Atau bagaimana meningkatkan kecerdasan. Menjaga pola hidup adalah usaha
realistis yang bisa dilakukan. Ibnu al-Jauzi (597 H) memberikan tips soal
makanan yang dapat meningkatkan kemampuan akal seperti delima manis, susu,
kismis, madu dan lain-lain.
Sebenarnya ada yang lebih penting
dari sekedar menjaga pola hidup. Sebuah bait syair yang dinisbatkan kepada Imam
al-Syafi`i (204
H) dapat menjelaskan semuanya:
شَكَوْتُ
إِلَى وَكِيْعِ سُوْءَ حِفْظِي # فَأَرْشَدَنِيْ إِلى تَرْكِ المَعَاصِى
فَأَخْبَرَنِيْ
فَإِنَّ العِلْمَ نُوْرٌ # فَنُوْرُ اللهِ لَا يُهْدَى للعَاصِى
Artinya:
Aku mengadu kepada Waki` (guruku) tentang buruknya
hafalanku # Ia menasehatiku untuk meninggalkan maksiat
Ia pun mengabarkanku kalau ilmu itu cahaya # dan
Cahaya Allah tidak akan diberikan kepada pelaku maksiat
Bergabung dalam sebuah lingkungan ilmiah dan
mengikuti sistem belajar adalah kesimpulan cara terbaik menjaga akal dan
meningkatkan kecerdasannya. Bangunan keilmuan Islam tidak meninggalkan hal-hal
semacam ini. Dimulai dari mengajarkan adab menuntut ilmu sampai kepada sistem
pembelajarannya. Ulama muta’akhirin dikenal mengembangkan sistem
matan-syarah-hasyiyah yang sudah teruji. Dimulai dengan menghafal bait-bait
matan pendek disiplin ilmu tertentu sampai tuntas. Setelah menguasai seluruh
persoalan, baru beranjak ke kitab-kitab syarah. Pada level expert, baru masuk
ke hasyiyah (catatan pinggir). Syekh Ahmad bin Abdurrahman al-Maqdi
menyampaikan bahwa hasyiyah diperuntukkan bagi pelajar level expert.

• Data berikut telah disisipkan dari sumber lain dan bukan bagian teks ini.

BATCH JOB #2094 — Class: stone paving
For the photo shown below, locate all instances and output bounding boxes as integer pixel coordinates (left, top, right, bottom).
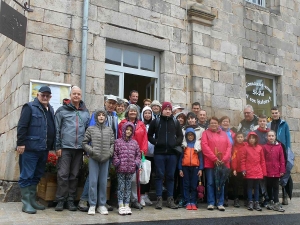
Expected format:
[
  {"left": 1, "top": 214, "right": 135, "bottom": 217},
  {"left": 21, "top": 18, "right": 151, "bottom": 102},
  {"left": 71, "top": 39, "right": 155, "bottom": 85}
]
[{"left": 0, "top": 198, "right": 300, "bottom": 225}]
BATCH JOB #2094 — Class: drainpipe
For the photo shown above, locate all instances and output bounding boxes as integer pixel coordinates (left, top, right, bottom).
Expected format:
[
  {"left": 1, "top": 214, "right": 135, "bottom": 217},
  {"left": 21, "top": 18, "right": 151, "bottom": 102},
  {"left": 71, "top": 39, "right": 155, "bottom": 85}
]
[{"left": 80, "top": 0, "right": 89, "bottom": 101}]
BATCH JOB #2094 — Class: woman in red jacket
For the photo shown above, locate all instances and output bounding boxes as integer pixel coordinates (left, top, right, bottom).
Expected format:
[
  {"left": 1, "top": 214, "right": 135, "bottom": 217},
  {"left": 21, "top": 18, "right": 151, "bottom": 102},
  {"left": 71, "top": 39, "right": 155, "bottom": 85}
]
[
  {"left": 118, "top": 104, "right": 148, "bottom": 209},
  {"left": 241, "top": 132, "right": 267, "bottom": 211},
  {"left": 201, "top": 116, "right": 231, "bottom": 211},
  {"left": 231, "top": 132, "right": 247, "bottom": 208},
  {"left": 263, "top": 130, "right": 285, "bottom": 212}
]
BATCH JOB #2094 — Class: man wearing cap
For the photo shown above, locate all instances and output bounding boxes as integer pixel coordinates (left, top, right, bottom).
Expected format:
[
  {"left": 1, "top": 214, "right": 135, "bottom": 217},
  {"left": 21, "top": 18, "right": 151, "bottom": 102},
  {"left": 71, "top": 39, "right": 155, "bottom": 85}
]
[
  {"left": 172, "top": 105, "right": 184, "bottom": 116},
  {"left": 150, "top": 100, "right": 161, "bottom": 119},
  {"left": 55, "top": 86, "right": 90, "bottom": 211},
  {"left": 78, "top": 95, "right": 118, "bottom": 212},
  {"left": 17, "top": 86, "right": 55, "bottom": 214},
  {"left": 148, "top": 102, "right": 183, "bottom": 209}
]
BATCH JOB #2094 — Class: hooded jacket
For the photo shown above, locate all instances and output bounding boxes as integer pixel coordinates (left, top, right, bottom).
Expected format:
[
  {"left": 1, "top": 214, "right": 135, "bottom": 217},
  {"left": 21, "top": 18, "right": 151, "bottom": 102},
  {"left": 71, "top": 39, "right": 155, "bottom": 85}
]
[
  {"left": 178, "top": 128, "right": 203, "bottom": 170},
  {"left": 241, "top": 132, "right": 267, "bottom": 179},
  {"left": 113, "top": 122, "right": 141, "bottom": 173},
  {"left": 82, "top": 108, "right": 115, "bottom": 163},
  {"left": 55, "top": 99, "right": 90, "bottom": 150},
  {"left": 263, "top": 141, "right": 285, "bottom": 177},
  {"left": 201, "top": 128, "right": 231, "bottom": 168}
]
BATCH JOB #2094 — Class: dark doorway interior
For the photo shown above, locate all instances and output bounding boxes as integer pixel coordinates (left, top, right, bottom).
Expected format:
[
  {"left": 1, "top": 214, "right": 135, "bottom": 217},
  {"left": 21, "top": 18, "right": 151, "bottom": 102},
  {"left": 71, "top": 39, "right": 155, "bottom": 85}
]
[{"left": 124, "top": 73, "right": 151, "bottom": 108}]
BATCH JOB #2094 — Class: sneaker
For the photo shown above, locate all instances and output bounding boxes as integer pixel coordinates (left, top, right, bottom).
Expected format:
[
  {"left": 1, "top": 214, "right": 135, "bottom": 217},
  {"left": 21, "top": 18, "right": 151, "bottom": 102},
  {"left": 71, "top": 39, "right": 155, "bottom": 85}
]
[
  {"left": 88, "top": 206, "right": 96, "bottom": 215},
  {"left": 144, "top": 195, "right": 153, "bottom": 205},
  {"left": 233, "top": 198, "right": 240, "bottom": 208},
  {"left": 248, "top": 201, "right": 253, "bottom": 211},
  {"left": 266, "top": 200, "right": 274, "bottom": 210},
  {"left": 217, "top": 205, "right": 225, "bottom": 211},
  {"left": 97, "top": 205, "right": 108, "bottom": 215},
  {"left": 207, "top": 205, "right": 214, "bottom": 210},
  {"left": 125, "top": 205, "right": 132, "bottom": 215},
  {"left": 67, "top": 200, "right": 77, "bottom": 211},
  {"left": 273, "top": 202, "right": 285, "bottom": 212},
  {"left": 253, "top": 201, "right": 262, "bottom": 211},
  {"left": 77, "top": 200, "right": 89, "bottom": 212},
  {"left": 131, "top": 201, "right": 143, "bottom": 209},
  {"left": 55, "top": 201, "right": 65, "bottom": 211},
  {"left": 167, "top": 197, "right": 178, "bottom": 209},
  {"left": 191, "top": 203, "right": 198, "bottom": 210},
  {"left": 140, "top": 196, "right": 146, "bottom": 207},
  {"left": 155, "top": 196, "right": 162, "bottom": 209},
  {"left": 119, "top": 206, "right": 126, "bottom": 216},
  {"left": 185, "top": 203, "right": 192, "bottom": 210}
]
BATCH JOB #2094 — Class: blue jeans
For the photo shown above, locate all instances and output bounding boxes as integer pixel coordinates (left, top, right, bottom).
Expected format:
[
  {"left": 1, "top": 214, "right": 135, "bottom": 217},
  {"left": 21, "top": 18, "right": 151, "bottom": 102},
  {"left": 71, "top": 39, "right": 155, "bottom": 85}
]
[
  {"left": 154, "top": 155, "right": 177, "bottom": 197},
  {"left": 19, "top": 150, "right": 49, "bottom": 188},
  {"left": 247, "top": 179, "right": 260, "bottom": 202},
  {"left": 205, "top": 168, "right": 224, "bottom": 206}
]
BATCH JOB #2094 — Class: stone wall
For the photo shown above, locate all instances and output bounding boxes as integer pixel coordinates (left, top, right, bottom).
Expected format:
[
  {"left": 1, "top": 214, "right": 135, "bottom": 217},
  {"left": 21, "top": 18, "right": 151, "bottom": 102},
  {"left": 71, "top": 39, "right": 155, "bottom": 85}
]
[{"left": 0, "top": 0, "right": 300, "bottom": 185}]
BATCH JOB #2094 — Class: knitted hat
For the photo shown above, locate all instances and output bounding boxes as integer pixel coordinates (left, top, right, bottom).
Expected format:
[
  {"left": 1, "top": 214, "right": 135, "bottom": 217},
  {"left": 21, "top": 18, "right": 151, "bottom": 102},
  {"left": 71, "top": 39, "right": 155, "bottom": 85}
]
[
  {"left": 150, "top": 100, "right": 161, "bottom": 108},
  {"left": 161, "top": 102, "right": 172, "bottom": 111}
]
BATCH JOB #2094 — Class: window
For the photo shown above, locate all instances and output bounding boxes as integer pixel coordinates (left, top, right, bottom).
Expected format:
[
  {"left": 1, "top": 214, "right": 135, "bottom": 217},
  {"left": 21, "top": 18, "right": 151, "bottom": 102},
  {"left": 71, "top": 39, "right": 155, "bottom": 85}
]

Kelebihan lain dari bergabung dengan sebuah
madrasah keilmuan adalah meminimalisir masuknya pemikiran-pemikiran yang
menyimpang yang makin membabi buta di zaman ini. Karena madrasah keilmuan
memiliki guru yang siap membimbing, murid yang siap dibentuk, literatur yang
luas, manhaj yang kokoh serta lingkungan keilmuan yang mendukung.
Sebagai kalam akhir dari part ini, ada sebuah
nasehat dari Prof. Dr. Ahmad Ma`bad dalam talaqqi kitab ilmu hadis Fathu’l
Mughîts karya Imam al-Sakhawi (902 H), “Bagian tubuh manusia yang paling
harus dijaga adalah akalnya, termasuk dijaga dari pemikiran penyimpang yang
bertentangan dengan pemahaman para ulama”.